Similar to the real world of student exams, testing AI algorithms and machine learning models before they’re deployed is key to ensuring that they’re capable of carrying out the tasks they are set.
A human student may perform extremely well in an exam situation if they’re asked the exact questions they studied beforehand, but that could be because they have a great memory rather than a complete understanding of the subject at hand. To test wider comprehension, students need to be given questions that allow them to apply what they have learned.
Machine learning operates on the same premise — there’s a modeling error known as “overfitting,” where a specific function is too closely aligned to training data, which can throw up false positives. “Computers have really good memory,” Kozyrkov noted. “So the way you actually test them is that you give them real stuff that’s new, that they couldn’t have memorized, that’s relevant to your problem.
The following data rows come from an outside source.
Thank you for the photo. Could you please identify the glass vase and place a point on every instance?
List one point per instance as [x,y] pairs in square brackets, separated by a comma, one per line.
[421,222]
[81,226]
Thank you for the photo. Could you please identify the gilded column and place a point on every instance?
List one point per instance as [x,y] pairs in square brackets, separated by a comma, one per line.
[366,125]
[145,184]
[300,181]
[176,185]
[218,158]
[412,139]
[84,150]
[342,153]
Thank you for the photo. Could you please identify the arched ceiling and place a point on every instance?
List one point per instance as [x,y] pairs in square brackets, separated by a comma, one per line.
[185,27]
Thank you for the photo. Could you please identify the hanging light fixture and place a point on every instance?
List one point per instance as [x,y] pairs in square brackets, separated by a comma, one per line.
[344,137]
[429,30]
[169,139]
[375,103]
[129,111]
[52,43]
And if it works then, then it works.”
Kozyrkov drew parallels between four principles of safe and effective AI and four basic tenets of teaching human students, saying that you need:
- Wise teaching goals — think about what you want to teach your students.
- Relevant and diverse perspectives.
- Well-crafted tests.
- Safety nets.
The latter principle is particularly important, because it can be easy to overlook the “What if things go wrong?” scenario. Even the most well-crafted, well-intentioned AI system can fail or make mistakes — in fact, the better the system is, the more dangerous it can be in some ways, just like human students.
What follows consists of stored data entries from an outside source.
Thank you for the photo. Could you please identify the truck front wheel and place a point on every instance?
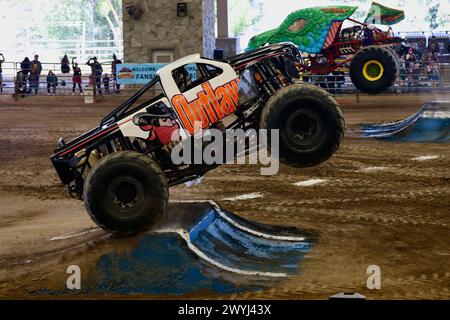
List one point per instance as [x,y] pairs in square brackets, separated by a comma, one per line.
[126,192]
[309,121]
[374,69]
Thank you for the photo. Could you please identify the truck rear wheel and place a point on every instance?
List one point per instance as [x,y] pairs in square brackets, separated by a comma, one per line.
[373,69]
[309,121]
[126,192]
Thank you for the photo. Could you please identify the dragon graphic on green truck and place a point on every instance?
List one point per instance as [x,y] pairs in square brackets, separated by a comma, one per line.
[363,49]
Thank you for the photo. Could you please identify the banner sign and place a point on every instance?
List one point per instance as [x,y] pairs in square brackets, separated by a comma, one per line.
[142,73]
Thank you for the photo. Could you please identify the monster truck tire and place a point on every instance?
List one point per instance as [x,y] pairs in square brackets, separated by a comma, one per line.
[126,192]
[309,121]
[374,69]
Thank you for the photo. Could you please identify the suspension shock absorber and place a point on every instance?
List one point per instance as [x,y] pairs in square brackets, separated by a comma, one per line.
[258,74]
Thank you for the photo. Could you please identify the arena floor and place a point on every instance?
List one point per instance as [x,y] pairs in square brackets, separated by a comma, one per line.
[378,205]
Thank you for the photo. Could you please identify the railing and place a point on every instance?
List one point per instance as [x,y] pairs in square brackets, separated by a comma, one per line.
[413,77]
[13,83]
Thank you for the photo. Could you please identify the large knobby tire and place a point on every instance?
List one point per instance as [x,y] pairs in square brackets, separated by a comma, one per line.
[309,121]
[373,69]
[126,192]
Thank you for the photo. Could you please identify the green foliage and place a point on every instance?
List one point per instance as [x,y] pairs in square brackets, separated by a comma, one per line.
[244,14]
“Even if your student is really good, they could still make mistakes,” Kozyrkov said. “In fact, in some ways, a ‘C’ student is less dangerous than an A+ student, because with the ‘C’ student you’re used to them making mistakes, and so you already have a safety net in place. But [with] the A+ student, if you’ve never seen them make a mistake before, you might think they never make them. It just might take you a little longer, and then it’s a catastrophic failure.”
This “safety net” can take multiple forms, but it often involves building a separate system and not “over-trusting your ‘A+’ student,” as Kozyrkov put it. In one example, a homeowner configured his smart camera and lock system to activate if it spotted an unfamiliar face — but somewhat humorously, it falsely identified the homeowner as the Batman image on his T-shirt and refused him entry. The “safety net” in this instance was the PIN on the lock, and the homeowner could also have used a function in his mobile app to override the AI.
All of this leads back to a point that may be obvious to many but perhaps bears repeating: AI is a reflection of its creators. Therefore, we need to focus on implementing systems and checks to ensure those building the machines (the “teachers”) are responsible and accountable.
There is a growing consensus around the importance of “machine teaching,” with the likes of Microsoft recently stating that the next frontier in AI will entail using human professionals’ expertise to train machine learning systems — regardless of the experts’ knowledge of AI or ability to code.
“It’s time for us to focus on machine teaching, not just machine learning,” Kozyrkov noted. “Don’t let the science fiction rhetoric distract you from your human responsibility and paying attention to the humans who are part of this all the way through from the beginning. From the objective set by leaders, those data sets authored by engineers [and] checked out by analysts and decision-makers, those tests that are done by statisticians, and those safety nets built by reliability engineers — all of that has a lot of the human component in it.”